Quatro dias depois da renúncia de Bento XVI. Vinte e cinco dias antes da eleição de Francisco. Estranho. Mais estranho ainda é que estas palavras tenham sido retiradas do site da Radio Radicale, e possam apenas ser visualizadas em cache.
Também foi estranha a “profecia” de Leonardo Boff, que, em sua conta do twitter, chegou a anunciar o nome de Francisco, embora errando sobre quem seria o eleito. Ele também “adiantou” vários passos do programa de seu pontificado. Não erra nunca este Boff!… Profeta? Chutador de sorte? Insider information? Como diriam os italianos, chi lo sa?
Entusiasmo das massas
Entretanto, não deixa de causar estranhamento o entusiasmo apaixonado infundido com todo zelo “apostólico” pela mídia que, convenhamos!, é tudo, menos uma devota amante do Romano Pontífice.
O fenômeno quase hipnótico causado pelo compulsivo noticiamento de todos os atos de Francisco, mesmo dos mais repetidos e banais, gerou um autêntico fenômeno midiático que, contrariamente a uma autêntica convicção de fé, cria apenas a admiração por um personagem artificialmente forjado, por uma figura mitificada enquanto viva, por alguém cuja imagem é cuidadosamente apresentada ao culto do povo, em suma, por um papa-star, com direito inclusive a uma revista de fofocas, tipo “Contigo”, totalmente dedicada a ele. Mas… em troca de que?…
Fiéis rezam na Catedral de Buenos Aires após o anúncio da eleição do Papa Francisco.
Fiéis rezam na Catedral de Buenos Aires após o anúncio da eleição do Papa Francisco.
A propósito, notemos, isto se deu desde o primeiro instante, sem o mínimo resvalo. De repente, os repórteres se transformaram em evangelistas; e a Igreja, de repente, deixa todos os seus supostos escândalos de lado, e todos começam a viver em função de… um homem.
Papa versus Francisco
Sim!, não me engano quando digo que a Igreja está vivendo em função de um homem, pois, enquanto Francisco ostenta sua humildade, e o faz com uma autoproclamação narcísica retumbante, vai insuflando sua pessoa, enquanto demole o papado católico.

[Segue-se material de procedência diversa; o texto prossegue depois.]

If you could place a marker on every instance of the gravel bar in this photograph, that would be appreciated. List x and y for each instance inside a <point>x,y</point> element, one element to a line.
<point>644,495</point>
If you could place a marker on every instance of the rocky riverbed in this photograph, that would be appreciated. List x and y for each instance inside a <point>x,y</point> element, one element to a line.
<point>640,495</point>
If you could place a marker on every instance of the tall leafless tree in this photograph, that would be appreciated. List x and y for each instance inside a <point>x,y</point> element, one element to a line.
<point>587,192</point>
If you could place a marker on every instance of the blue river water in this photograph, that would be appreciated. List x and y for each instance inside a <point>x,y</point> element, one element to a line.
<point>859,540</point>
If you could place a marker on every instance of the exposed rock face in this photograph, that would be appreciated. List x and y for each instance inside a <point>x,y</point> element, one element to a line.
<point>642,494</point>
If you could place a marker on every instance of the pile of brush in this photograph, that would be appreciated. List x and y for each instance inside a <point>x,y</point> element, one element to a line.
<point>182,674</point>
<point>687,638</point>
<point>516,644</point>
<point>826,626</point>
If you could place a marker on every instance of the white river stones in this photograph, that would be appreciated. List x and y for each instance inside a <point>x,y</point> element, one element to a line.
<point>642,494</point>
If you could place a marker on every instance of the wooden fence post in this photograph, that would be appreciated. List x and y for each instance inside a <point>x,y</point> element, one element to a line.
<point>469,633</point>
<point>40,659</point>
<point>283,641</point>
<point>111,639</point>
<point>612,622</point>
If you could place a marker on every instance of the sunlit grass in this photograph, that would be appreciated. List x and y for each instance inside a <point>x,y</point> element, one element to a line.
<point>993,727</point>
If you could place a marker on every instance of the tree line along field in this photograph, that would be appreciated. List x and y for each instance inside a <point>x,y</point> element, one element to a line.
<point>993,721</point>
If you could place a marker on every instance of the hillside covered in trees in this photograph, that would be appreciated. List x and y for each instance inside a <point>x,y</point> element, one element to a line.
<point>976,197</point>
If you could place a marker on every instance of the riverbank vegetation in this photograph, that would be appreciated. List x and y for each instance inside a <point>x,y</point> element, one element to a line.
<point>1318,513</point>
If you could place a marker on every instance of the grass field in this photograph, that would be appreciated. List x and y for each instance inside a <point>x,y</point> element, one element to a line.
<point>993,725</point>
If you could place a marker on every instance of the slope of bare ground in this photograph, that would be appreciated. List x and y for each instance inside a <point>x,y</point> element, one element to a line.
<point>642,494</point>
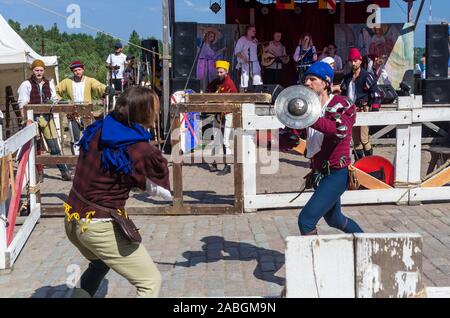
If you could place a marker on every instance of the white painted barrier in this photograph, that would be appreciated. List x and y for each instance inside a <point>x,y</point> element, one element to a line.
<point>10,252</point>
<point>361,265</point>
<point>408,120</point>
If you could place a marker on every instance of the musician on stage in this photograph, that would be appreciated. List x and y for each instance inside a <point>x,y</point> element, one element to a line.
<point>79,89</point>
<point>222,84</point>
<point>305,54</point>
<point>38,90</point>
<point>277,53</point>
<point>328,147</point>
<point>246,51</point>
<point>360,86</point>
<point>330,52</point>
<point>116,63</point>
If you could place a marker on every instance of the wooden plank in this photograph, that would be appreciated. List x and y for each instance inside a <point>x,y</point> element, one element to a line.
<point>356,197</point>
<point>438,292</point>
<point>438,180</point>
<point>3,246</point>
<point>12,144</point>
<point>320,266</point>
<point>369,182</point>
<point>186,209</point>
<point>393,141</point>
<point>431,114</point>
<point>53,160</point>
<point>382,118</point>
<point>382,131</point>
<point>177,166</point>
<point>229,98</point>
<point>402,154</point>
<point>388,265</point>
<point>22,236</point>
<point>202,108</point>
<point>198,159</point>
<point>415,154</point>
<point>238,166</point>
<point>430,194</point>
<point>436,129</point>
<point>61,108</point>
<point>248,153</point>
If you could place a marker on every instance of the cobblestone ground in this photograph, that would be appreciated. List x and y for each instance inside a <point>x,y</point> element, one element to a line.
<point>208,256</point>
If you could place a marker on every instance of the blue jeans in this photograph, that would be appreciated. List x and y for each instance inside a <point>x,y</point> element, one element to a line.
<point>326,203</point>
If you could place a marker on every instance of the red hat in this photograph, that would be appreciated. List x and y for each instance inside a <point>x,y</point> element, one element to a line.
<point>354,54</point>
<point>76,64</point>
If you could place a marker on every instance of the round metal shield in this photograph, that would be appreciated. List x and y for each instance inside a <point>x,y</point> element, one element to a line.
<point>298,107</point>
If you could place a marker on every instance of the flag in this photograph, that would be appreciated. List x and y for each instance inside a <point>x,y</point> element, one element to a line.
<point>285,4</point>
<point>327,4</point>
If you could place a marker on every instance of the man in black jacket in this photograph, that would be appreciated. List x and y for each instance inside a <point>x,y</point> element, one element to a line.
<point>361,87</point>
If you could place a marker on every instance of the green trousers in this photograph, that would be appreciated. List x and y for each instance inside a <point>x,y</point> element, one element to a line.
<point>104,241</point>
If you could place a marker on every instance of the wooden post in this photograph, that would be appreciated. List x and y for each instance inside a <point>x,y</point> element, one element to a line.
<point>177,163</point>
<point>31,168</point>
<point>238,164</point>
<point>3,246</point>
<point>248,152</point>
<point>410,17</point>
<point>388,265</point>
<point>166,59</point>
<point>342,12</point>
<point>320,266</point>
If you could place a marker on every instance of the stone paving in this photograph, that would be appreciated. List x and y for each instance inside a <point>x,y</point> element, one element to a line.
<point>209,256</point>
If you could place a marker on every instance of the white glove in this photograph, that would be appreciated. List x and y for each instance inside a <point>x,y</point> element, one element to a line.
<point>157,191</point>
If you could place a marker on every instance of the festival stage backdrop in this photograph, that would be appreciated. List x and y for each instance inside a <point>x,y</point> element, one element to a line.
<point>219,42</point>
<point>395,41</point>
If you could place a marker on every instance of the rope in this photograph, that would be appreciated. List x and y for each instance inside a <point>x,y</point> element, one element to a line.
<point>91,27</point>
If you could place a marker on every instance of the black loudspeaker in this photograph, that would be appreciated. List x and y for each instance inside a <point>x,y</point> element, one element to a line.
<point>184,48</point>
<point>389,94</point>
<point>178,84</point>
<point>272,89</point>
<point>246,3</point>
<point>147,56</point>
<point>437,51</point>
<point>436,91</point>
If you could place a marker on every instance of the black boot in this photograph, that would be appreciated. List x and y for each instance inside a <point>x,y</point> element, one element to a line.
<point>213,167</point>
<point>226,170</point>
<point>368,152</point>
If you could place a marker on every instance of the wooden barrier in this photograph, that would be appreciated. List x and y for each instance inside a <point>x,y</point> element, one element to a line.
<point>359,265</point>
<point>11,244</point>
<point>407,120</point>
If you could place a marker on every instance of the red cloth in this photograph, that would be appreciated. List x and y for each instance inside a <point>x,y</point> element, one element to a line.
<point>354,54</point>
<point>225,86</point>
<point>112,190</point>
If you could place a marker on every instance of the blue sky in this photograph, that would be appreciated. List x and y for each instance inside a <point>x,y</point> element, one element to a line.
<point>145,15</point>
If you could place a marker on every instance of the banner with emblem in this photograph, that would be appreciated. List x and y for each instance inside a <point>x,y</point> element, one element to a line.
<point>327,4</point>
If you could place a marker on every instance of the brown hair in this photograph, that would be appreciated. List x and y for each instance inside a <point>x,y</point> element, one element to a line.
<point>138,105</point>
<point>303,36</point>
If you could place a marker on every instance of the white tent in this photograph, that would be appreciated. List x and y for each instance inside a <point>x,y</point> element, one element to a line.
<point>15,58</point>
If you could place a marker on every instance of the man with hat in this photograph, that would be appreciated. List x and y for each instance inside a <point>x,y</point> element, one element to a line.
<point>130,74</point>
<point>223,84</point>
<point>360,86</point>
<point>328,147</point>
<point>79,89</point>
<point>38,90</point>
<point>116,63</point>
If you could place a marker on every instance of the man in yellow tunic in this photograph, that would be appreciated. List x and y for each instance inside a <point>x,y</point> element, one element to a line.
<point>79,89</point>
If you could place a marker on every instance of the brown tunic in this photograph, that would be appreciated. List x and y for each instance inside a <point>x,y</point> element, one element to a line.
<point>112,190</point>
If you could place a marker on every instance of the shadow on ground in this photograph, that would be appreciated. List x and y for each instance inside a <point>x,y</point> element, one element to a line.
<point>216,248</point>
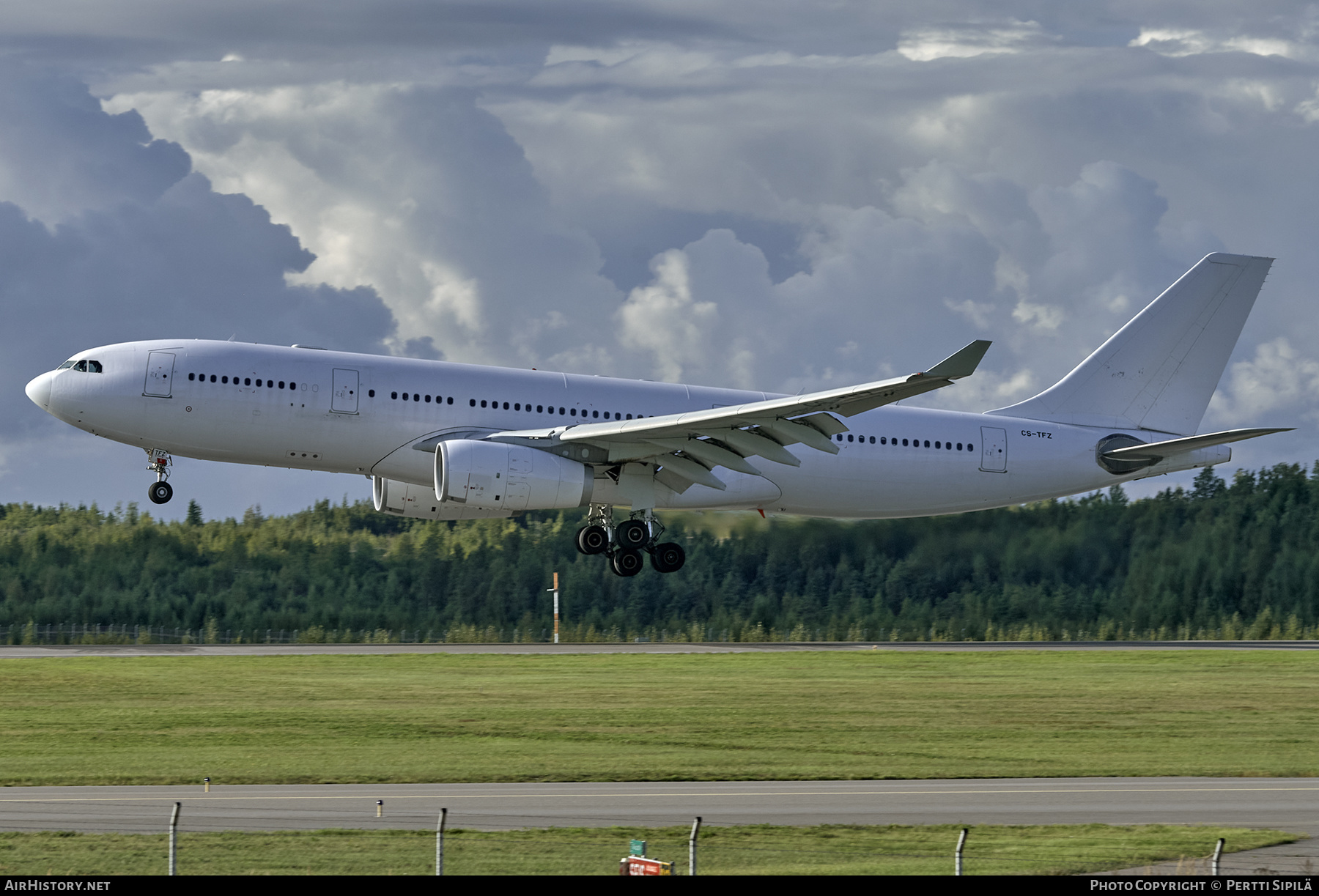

Francisco, sim; o Papa, não.
Houve até um bispo, presidente da Conferência Episcopal Polonesa, que não aguentou o baque, e disse mesmo: “Com o Papa, se combate hoje, na Polônia, contra os bispos: Papa Francisco bom, bispos maus; Papa Francisco, sim; bispos e Igreja na Polônia, não”. É o resumo da ópera. Alguém, que deveria se sacrificar no pontificado, ocultando o seu “eu” para que nele resplandecesse o Sucessor de Pedro, o Vigário de Cristo, imola o sumo pontificado em homenagem a si mesmo.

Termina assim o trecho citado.